Effect of CX-4945 in Combination with the Standard Therapy on HuCCT1 Xenograft Model

As expected, gemcitabine and cisplatin significantly inhibited tumor growth (P < .0001) (Figure 5, A and D). Combining CX-4945 with gemcitabine and cisplatin (group 4) showed a more potent effect on tumor growth than gemcitabine and cisplatin (group 2) (with mean tumor volumes of 421.2 ± 112.8 mm3 vs 657.1 ± 176.3 mm3, respectively, P < .0001) (Figure 5, A and D). Survival curves showed significantly improved survival in group 4 compared to group 1 (P < .001) and group 2 (P = .02) (Figure 5B). At the end of the experiment (day 34), six out of seven (85%) mice alive in group 4 had tumor volumes less than 500 mm3 versus three out of nine (33%) of the mice alive in group 2. These results indicate that CX-4945 exerts an anticancer effect on CCA in vivo and enhances the effect of standard therapy with gemcitabine and cisplatin. The body weights of mice in group 4 were not different from weights of mice in group 2. Cisplatin treatment is known to be associated with decreased body weight of treated animals. In the gemcitabine- and cisplatin-treated groups, body weights of the mice declined compared to controls, while the body weights of mice treated with CX-4945 alone did not show a significant decline. Body weights of mice treated with cisplatin recovered rapidly after suspension of cisplatin treatment (3 weeks after starting the treatments).

Validation of CX-4945 Effect on Cell Proliferation and Apoptosis in Xenograft Model

H&E staining of xenografts from each group showed similar moderately differentiated adenocarcinoma (Figure 5C). Tumor staining using the Ki-67 assay showed decreased CCA cell proliferation in xenografts from mice treated with CX-4945 alone compared to the control group (P < .0001) as well as mice treated with gemcitabine and cisplatin (P = .02) (Figure 5, C and E). In mice treated with CX-4945 in combination with gemcitabine and cisplatin, cell proliferation was significantly decreased compared to mice treated with gemcitabine and cisplatin (P < .0001). However, there was no statistically significant difference in inhibition of cell proliferation between mice treated with CX-4945 alone and those treated with CX-4945 in combination with gemcitabine and cisplatin (P = .14).

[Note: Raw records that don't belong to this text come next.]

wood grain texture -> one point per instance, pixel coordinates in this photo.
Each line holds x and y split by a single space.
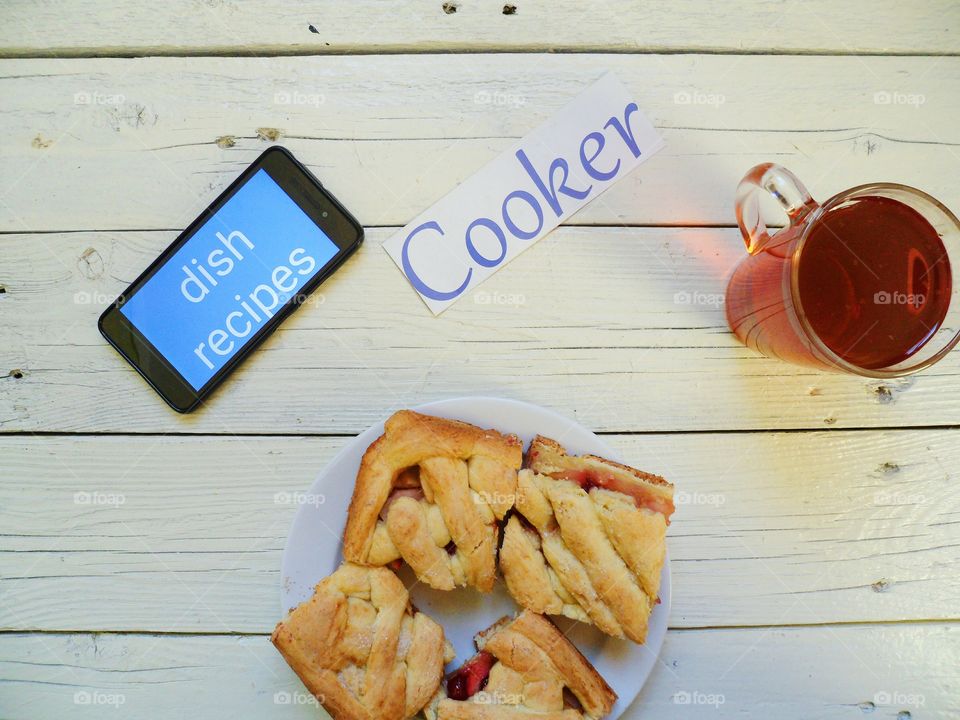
181 534
828 673
620 328
226 26
147 143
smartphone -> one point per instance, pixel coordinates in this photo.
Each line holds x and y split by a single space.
227 282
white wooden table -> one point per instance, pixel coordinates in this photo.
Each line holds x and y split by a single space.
816 550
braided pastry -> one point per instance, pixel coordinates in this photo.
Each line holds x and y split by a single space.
588 539
361 649
525 670
430 492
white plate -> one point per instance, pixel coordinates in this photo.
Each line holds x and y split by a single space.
314 550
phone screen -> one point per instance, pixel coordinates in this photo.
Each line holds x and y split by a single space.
211 297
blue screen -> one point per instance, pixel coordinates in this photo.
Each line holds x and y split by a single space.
226 282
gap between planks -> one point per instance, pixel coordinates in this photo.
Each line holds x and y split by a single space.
691 628
280 51
638 433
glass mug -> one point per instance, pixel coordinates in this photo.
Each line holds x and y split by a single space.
861 283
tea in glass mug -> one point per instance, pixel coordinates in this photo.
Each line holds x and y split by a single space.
861 283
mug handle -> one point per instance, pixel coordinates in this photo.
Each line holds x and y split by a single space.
785 188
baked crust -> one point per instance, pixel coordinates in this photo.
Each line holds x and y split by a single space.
535 665
591 554
361 649
430 491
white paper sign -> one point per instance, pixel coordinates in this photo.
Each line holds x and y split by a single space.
524 193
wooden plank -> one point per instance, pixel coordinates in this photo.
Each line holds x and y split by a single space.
829 673
219 26
621 328
185 534
147 142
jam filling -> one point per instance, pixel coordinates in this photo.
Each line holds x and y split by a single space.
471 678
589 479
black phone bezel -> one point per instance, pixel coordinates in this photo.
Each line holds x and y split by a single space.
315 201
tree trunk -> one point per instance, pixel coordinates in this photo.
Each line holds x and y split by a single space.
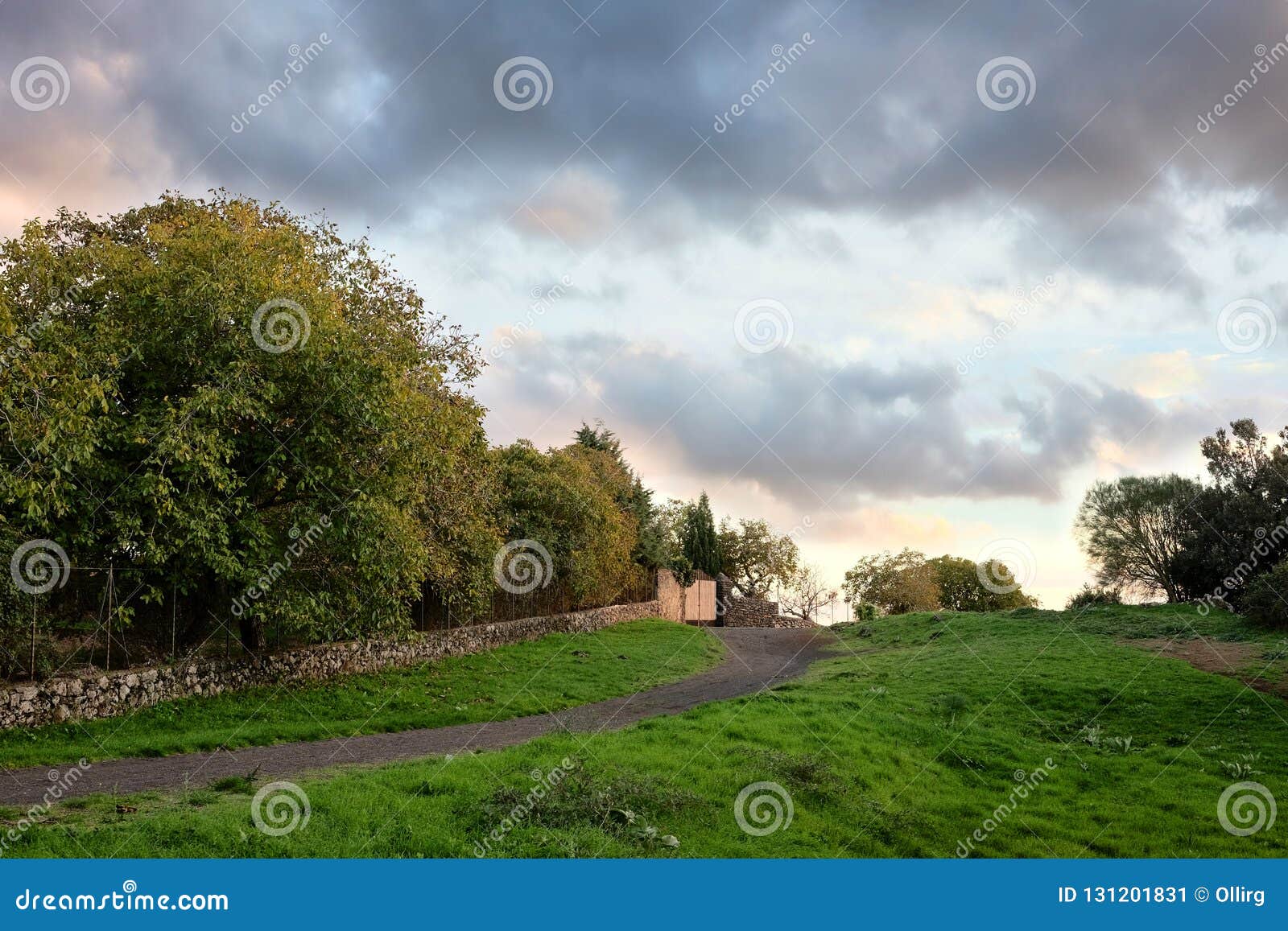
251 634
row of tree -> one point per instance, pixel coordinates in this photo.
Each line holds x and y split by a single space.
1220 542
222 409
907 581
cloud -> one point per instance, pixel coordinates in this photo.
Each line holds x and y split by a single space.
398 113
832 435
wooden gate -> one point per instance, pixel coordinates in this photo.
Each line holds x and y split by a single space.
700 600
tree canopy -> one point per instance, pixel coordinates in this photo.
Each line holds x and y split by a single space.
757 558
200 383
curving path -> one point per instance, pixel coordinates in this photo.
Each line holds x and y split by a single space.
755 658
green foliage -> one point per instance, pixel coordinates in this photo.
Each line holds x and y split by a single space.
895 583
700 542
148 428
570 502
1088 596
906 583
1133 528
1266 598
961 585
757 558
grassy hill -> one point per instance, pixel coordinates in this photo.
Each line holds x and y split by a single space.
920 733
554 673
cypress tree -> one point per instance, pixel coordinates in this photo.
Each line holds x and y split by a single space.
701 544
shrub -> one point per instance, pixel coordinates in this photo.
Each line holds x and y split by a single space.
205 381
1264 599
1090 596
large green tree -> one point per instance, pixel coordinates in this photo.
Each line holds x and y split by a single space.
961 585
757 558
196 386
1133 531
567 504
894 583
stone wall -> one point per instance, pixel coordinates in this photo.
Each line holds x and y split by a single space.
753 612
670 596
88 697
750 612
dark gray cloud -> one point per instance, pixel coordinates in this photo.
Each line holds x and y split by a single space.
398 111
813 431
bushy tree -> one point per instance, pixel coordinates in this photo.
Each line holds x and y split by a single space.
700 542
195 385
897 583
807 594
1133 531
560 500
1266 596
961 585
1236 525
757 558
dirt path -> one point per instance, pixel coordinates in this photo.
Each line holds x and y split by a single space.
755 658
1234 660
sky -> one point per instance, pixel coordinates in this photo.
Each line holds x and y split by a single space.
884 274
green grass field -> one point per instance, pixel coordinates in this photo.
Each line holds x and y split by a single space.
551 674
916 735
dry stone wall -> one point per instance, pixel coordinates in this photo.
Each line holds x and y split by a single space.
753 612
106 695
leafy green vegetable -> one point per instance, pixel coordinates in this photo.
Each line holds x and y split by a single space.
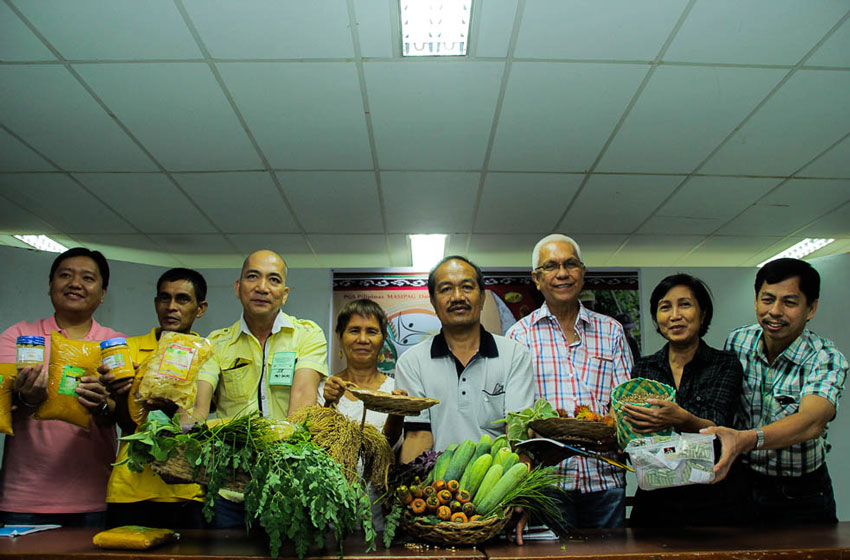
518 421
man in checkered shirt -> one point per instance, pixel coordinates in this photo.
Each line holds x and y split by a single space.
793 379
579 357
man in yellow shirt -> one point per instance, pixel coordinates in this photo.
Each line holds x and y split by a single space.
268 360
144 498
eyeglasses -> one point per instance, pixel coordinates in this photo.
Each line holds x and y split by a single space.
552 267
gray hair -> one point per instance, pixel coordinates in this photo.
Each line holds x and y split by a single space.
535 254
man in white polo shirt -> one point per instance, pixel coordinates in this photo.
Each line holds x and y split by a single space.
478 377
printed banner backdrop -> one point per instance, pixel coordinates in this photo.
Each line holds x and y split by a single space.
511 295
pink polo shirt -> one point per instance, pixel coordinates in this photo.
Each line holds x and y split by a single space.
51 466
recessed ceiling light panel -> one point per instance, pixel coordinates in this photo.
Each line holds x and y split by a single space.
434 27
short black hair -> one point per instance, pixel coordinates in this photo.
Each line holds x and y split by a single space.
783 269
193 276
479 278
365 308
96 256
697 287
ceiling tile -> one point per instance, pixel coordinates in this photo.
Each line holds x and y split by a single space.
432 115
375 29
419 202
292 246
303 115
14 156
350 251
130 194
727 251
14 219
593 29
834 163
497 250
790 207
835 51
18 42
273 29
800 121
524 202
753 32
334 202
49 109
685 111
177 111
616 203
716 197
495 21
835 224
62 203
642 249
117 29
261 207
556 117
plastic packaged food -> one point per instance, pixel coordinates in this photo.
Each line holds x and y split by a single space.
171 371
115 354
8 372
30 351
70 360
677 460
134 537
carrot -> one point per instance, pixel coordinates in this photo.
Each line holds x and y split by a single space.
417 506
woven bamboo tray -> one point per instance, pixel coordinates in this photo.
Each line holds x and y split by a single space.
448 533
402 405
177 470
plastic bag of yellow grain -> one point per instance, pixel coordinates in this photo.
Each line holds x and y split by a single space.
70 360
133 537
171 371
8 372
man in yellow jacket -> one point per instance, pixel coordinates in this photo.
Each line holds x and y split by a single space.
144 498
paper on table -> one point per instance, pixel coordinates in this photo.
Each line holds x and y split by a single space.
20 530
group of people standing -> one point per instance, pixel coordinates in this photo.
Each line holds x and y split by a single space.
767 396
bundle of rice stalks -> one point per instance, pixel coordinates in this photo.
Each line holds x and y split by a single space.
343 440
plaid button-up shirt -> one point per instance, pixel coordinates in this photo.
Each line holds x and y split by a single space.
582 373
811 365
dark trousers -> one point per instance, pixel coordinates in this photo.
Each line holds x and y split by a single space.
792 500
162 515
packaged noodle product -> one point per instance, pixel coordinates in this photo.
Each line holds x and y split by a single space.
134 537
171 371
8 372
70 360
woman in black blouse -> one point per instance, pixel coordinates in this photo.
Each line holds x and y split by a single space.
708 391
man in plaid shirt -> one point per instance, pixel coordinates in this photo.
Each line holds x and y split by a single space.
793 379
579 357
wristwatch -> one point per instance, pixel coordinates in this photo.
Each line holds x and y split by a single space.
759 439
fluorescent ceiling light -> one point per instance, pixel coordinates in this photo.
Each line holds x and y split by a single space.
42 243
434 27
800 250
427 250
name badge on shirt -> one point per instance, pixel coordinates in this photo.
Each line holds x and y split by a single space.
282 369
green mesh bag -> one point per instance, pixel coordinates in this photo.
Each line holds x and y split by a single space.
620 397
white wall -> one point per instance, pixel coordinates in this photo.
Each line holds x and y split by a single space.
129 308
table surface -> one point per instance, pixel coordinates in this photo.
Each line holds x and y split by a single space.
810 542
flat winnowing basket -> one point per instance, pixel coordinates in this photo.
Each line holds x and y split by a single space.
629 393
597 435
392 404
177 470
453 534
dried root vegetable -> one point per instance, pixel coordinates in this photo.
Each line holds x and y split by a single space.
70 360
171 371
341 438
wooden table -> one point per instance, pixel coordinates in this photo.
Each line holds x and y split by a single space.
739 543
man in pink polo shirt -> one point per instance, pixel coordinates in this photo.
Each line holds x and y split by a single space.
55 472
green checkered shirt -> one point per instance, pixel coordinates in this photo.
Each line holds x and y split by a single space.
811 365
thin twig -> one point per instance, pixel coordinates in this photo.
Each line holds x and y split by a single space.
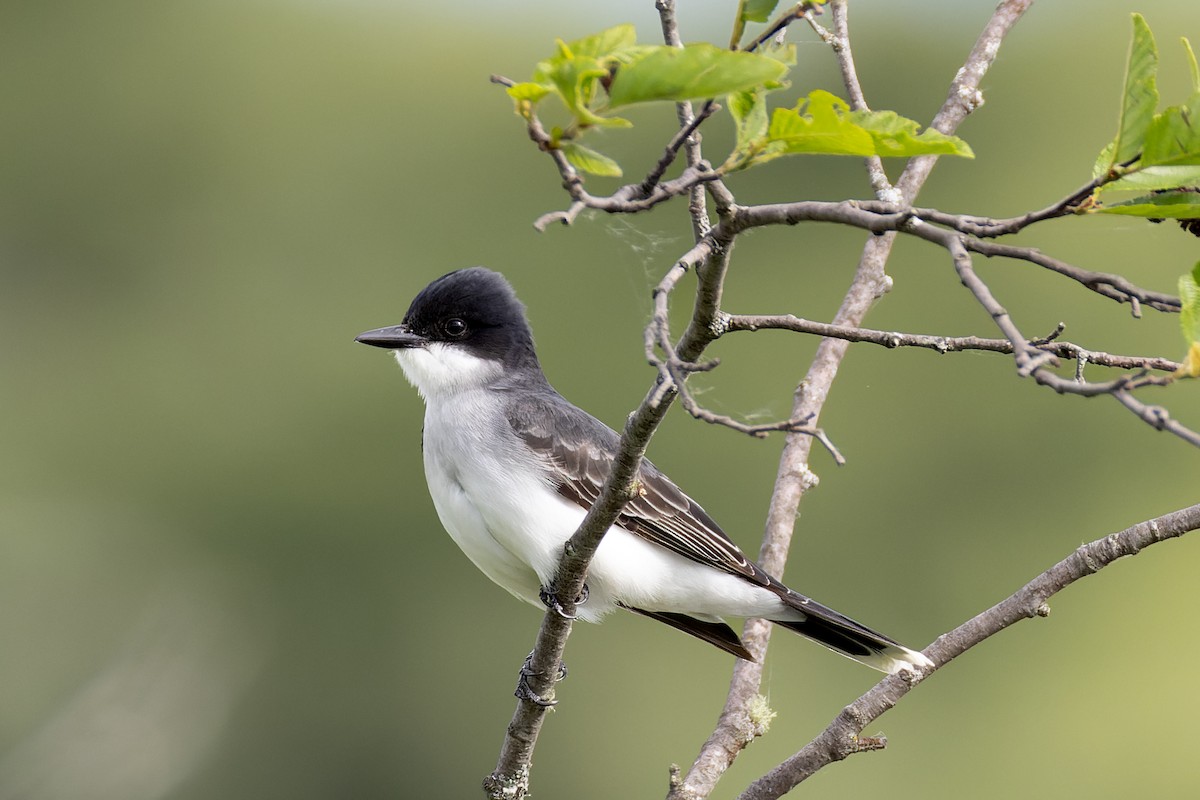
943 343
730 735
837 741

TUNEL staining assays showed significantly increased apoptosis in mice treated with CX-4945 compared to controls (P = .0004) and mice treated with gemcitabine and cisplatin (P = .003) (Figure 5, C and E). Apoptotic activity in tumors from mice treated with CX-4945 in combination with gemcitabine and cisplatin was significantly increased compared to controls (P = .0003) or mice treated with gemcitabine and cisplatin (P = .003); however, there was no significant difference compared to CX-4945–treated tumors (P = .6) (Figure 5, C and E).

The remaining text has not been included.